She was a woman of Shunem. Her place is given but her name is not.
So the question is, why?
Where’s Shunem? In the Jezreel valley up north. Shunem is where the Philistines encamp on that fateful night when Saul goes to En-dor. Next day he’s slain. We have the name of one of the Shunemites, Abishag, also associated with the conclusion of a man’s reign: David. Her position is an enigmatic one: intended as a concubine she never is used as one. That she somehow serves to comment on the conclusion of David’s reign seems obvious, and that it is not a positive comment seems probable, though exactly what it works out to I am not sure. She is the occasion later for more trouble between the sons of David: the death of Adonijah at the hands of Solomon’s killers. The place Shunem is hardly a place of glad memories for the careful reader of Scripture.
The woman is generous and wants to use what she has to refresh and honor the prophet. He in turn believes she has some other motive. When it is plain she does not, he still feels compelled to reward her, as if her generosity required something from him. He turns to the dubious Gehezai, a man with an instinct for noticing what comforts in this life other people may be lacking. I think it is a bad move on Elisha’s part. And because of this I think the woman’s reply works out to: “This is not what your powers are for. Please don’t joke with me.” Not directly, but in an ironic way. She means no disrespect whatever. But I think what she says accuses him of being frivolous, or self-important (related concepts, it seems to me).
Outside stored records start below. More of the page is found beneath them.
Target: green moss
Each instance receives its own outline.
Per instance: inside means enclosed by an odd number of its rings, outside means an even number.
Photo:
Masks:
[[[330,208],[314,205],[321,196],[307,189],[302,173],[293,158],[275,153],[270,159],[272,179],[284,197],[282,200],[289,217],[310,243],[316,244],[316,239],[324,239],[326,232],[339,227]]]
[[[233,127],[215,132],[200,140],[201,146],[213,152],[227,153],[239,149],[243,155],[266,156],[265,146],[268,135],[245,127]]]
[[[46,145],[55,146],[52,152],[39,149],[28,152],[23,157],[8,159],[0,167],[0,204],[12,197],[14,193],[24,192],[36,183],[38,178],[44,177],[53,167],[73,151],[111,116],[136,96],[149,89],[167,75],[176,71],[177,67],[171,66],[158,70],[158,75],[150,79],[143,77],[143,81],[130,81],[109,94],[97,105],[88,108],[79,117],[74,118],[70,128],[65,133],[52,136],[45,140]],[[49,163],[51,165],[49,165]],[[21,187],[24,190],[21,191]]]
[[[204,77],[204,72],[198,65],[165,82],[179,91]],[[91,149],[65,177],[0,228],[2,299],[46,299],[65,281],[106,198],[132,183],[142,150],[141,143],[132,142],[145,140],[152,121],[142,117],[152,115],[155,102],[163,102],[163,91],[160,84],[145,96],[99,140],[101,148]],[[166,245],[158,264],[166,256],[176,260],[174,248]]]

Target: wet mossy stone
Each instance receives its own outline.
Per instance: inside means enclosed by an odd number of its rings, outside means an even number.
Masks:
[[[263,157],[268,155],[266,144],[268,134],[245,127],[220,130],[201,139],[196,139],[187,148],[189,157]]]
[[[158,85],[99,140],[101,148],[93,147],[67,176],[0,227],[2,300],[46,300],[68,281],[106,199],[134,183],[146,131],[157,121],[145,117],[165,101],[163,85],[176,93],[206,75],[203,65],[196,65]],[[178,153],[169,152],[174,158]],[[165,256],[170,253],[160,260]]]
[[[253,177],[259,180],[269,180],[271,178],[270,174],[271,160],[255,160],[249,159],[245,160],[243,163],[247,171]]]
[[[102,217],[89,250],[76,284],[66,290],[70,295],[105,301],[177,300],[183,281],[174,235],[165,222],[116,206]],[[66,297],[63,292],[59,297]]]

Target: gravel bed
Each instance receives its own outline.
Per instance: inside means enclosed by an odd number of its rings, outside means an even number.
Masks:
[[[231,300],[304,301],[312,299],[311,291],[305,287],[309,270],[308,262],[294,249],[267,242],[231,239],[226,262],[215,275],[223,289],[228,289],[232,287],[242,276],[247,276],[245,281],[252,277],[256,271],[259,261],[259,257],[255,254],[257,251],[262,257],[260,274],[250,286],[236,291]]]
Turns out he wasn’t joking.
When the boy dies, the woman puts on a public serenity that is astonishing. “What is wrong?” asks the husband who has sent the ailing child home. “Shalom,” she says. She goes to see the prophet and will speak to no surrogate. She does not even say the child is dead or ailing, only she reminds him she was content and asked for nothing. She said what she had said before, but now those words take on new meaning, don’t they?
Gehezai who has been so awfully helpful at the beginning, is pathetic now. She will not even have a serious exchange in her greeting with him. He runs, he works the magic staff, and he fails spectacularly.
Elisha arrives and shuts the door. What does it mean that he shuts the door? Why does he shut it? I think there is a bit of desperation which is supported by what follows. He walks around, he pleads, he prays, he does this thing where he seems to be offering himself for the child. At last, to his relief, the child’s revived.
Notice how terse he is with the woman at the end. I can see him sitting on a stool, leaning back, collapsed, gesturing without even looking at her or the child, “Take up thy son.”
She responds with reverence. She has more reverence than the prophet for his high and holy calling. She knows that to serve and aid the man of God is to serve and aid God, and that’s reward enough. I think Elisha should not have fretted with the reward, being a servant. He was led astray by his own shrewd but dubious servant. He became God’s Gehezai; but what is adequate in servants of men, is not adequate in servants of God. Elisha was very nearly burned. He had to save face. Hear how he must have heard the woman’s words! It shows also what a great prophet he was that to save face he goes to great lengths and then successfully raises someone from the dead. No, he is not God’s Gehezai after all.
The child sneezes seven times–as if to complete the illness, recovering rather than dying. And to offer God’s commentary: sneezing in the prophet’s face not once or twice or five times, but the entire seven. For this reason God gave the son, and afflicted and killed him, and then gave him life again: that he should sneeze thoroughly in the prophet’s face. Remember who has what, who does what, who serves whom–the way that nameless Shunemite remembers.
Don’t mess around with holy things, Elisha, O prophet of the living God.